Member of the Massachusetts House of Representatives from the 6th Essex district
- In office 1991–1993
- Preceded by: Frances Alexander
- Succeeded by: Michael P. Cahill

Personal details
- Born: December 19, 1963 (age 62) Los Angeles
- Party: Republican
- Alma mater: George Washington University Norwich University
- Occupation: Bookkeeper State Representative

= James R. Henry (politician) =

American politician

James R. Henry is an American politician who represented the 6th Essex District in the Massachusetts House of Representatives from 1991 to 1993.

==Early life==
Henry was born on December 19, 1963, in Los Angeles.

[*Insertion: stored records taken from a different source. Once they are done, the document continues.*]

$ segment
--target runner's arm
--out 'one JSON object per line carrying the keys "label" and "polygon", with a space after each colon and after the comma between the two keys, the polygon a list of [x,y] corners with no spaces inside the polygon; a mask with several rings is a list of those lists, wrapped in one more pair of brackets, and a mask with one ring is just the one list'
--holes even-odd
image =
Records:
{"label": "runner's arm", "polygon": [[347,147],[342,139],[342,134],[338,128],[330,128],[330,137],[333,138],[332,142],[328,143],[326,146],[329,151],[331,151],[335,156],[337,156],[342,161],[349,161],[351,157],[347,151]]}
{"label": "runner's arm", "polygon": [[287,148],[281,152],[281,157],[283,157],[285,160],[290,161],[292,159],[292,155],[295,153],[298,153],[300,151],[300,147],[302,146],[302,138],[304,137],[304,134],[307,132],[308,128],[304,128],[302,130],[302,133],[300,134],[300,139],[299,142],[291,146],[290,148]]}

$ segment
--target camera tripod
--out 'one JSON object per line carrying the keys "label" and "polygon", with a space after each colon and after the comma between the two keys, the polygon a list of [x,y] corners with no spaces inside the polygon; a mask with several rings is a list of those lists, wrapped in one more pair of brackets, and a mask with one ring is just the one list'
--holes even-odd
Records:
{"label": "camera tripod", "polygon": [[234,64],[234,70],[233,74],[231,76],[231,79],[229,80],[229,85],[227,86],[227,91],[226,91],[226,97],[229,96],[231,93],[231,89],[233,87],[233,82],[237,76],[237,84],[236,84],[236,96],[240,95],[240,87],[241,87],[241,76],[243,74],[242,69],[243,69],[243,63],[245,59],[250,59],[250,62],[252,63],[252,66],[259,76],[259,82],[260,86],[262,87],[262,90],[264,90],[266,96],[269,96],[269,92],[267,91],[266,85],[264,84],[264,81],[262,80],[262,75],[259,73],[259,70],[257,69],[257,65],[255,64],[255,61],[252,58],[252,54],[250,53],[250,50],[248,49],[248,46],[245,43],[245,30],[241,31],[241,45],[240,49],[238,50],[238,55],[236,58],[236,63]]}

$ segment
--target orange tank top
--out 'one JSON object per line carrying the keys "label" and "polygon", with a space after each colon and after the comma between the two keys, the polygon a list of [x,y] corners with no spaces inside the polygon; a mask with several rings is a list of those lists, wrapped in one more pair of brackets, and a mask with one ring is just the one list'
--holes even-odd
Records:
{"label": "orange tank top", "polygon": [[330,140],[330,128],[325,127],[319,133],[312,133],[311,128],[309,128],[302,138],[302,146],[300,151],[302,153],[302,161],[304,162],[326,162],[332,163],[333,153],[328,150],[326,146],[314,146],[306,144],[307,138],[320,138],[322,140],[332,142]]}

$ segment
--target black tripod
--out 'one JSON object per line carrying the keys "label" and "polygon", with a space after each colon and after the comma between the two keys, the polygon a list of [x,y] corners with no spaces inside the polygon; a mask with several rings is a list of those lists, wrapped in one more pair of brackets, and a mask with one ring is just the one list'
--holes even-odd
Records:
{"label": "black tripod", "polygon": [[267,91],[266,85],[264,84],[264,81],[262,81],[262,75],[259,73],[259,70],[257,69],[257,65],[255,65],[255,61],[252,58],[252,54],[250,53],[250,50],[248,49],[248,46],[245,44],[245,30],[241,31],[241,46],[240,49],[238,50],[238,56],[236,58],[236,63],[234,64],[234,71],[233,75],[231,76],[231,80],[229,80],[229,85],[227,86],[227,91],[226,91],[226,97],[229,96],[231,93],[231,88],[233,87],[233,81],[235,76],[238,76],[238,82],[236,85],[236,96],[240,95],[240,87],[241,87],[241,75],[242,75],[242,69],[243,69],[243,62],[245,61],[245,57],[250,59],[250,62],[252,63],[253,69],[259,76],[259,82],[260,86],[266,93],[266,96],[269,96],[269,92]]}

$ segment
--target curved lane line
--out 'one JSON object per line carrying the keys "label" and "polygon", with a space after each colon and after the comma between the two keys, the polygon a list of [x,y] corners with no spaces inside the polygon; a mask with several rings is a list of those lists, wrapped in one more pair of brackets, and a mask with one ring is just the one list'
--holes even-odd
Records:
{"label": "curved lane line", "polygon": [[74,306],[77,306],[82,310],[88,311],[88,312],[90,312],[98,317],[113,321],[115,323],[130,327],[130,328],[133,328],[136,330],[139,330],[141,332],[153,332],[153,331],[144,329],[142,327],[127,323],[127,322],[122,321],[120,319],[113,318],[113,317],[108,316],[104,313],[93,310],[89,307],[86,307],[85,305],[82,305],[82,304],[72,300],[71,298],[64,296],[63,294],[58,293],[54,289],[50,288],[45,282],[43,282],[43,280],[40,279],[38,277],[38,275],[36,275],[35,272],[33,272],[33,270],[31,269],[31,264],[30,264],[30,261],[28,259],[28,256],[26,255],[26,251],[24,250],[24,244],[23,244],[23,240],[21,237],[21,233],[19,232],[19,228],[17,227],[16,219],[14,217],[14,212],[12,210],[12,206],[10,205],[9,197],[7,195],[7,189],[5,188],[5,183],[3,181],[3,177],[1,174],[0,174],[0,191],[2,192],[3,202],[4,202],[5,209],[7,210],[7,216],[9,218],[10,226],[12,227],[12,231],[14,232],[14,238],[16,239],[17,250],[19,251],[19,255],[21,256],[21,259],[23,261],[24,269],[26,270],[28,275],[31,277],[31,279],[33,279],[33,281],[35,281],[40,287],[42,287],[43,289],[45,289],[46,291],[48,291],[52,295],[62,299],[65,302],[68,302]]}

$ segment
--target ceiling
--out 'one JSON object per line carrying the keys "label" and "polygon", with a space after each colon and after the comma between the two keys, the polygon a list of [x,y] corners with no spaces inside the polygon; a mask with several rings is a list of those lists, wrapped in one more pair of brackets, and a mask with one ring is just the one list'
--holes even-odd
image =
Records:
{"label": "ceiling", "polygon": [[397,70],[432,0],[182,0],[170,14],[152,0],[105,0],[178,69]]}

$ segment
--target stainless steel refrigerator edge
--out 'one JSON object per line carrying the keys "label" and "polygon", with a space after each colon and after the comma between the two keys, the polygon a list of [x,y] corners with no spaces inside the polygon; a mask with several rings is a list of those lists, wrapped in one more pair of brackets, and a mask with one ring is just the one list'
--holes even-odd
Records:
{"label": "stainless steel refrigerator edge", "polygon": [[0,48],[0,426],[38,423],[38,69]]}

He lived in Connecticut and Washington, D.C., before moving to Beverly, Massachusetts, in 1989. He graduated from George Washington University and Norwich University and attended Northeastern University and UMass Boston. While at George Washington, Henry was the chairman of the George Washington University College Republicans.

==Political career==
In 1990, Henry challenged incumbent Frances Alexander for the 6th Essex District seat in the Massachusetts House of Representatives. Alexander was considered one of the most likely incumbents to be defeated, however the race became close after Henry made several misstatements about his educational and professional background, which included claiming he was an accountant when he really was a bookkeeper. Henry defeated Alexander 8,535 (51.6%) votes to 8,009 (48.4%).

In 1992, Henry was the only incumbent Republican to face a primary challenger. He defeated Sumner C. Roseman 1,395 votes (74.4%) to 476 (25.4%). He lost to Democrat Michael P. Cahill in the general election 12,750 votes (65.5%) to 6,706 (34.5%).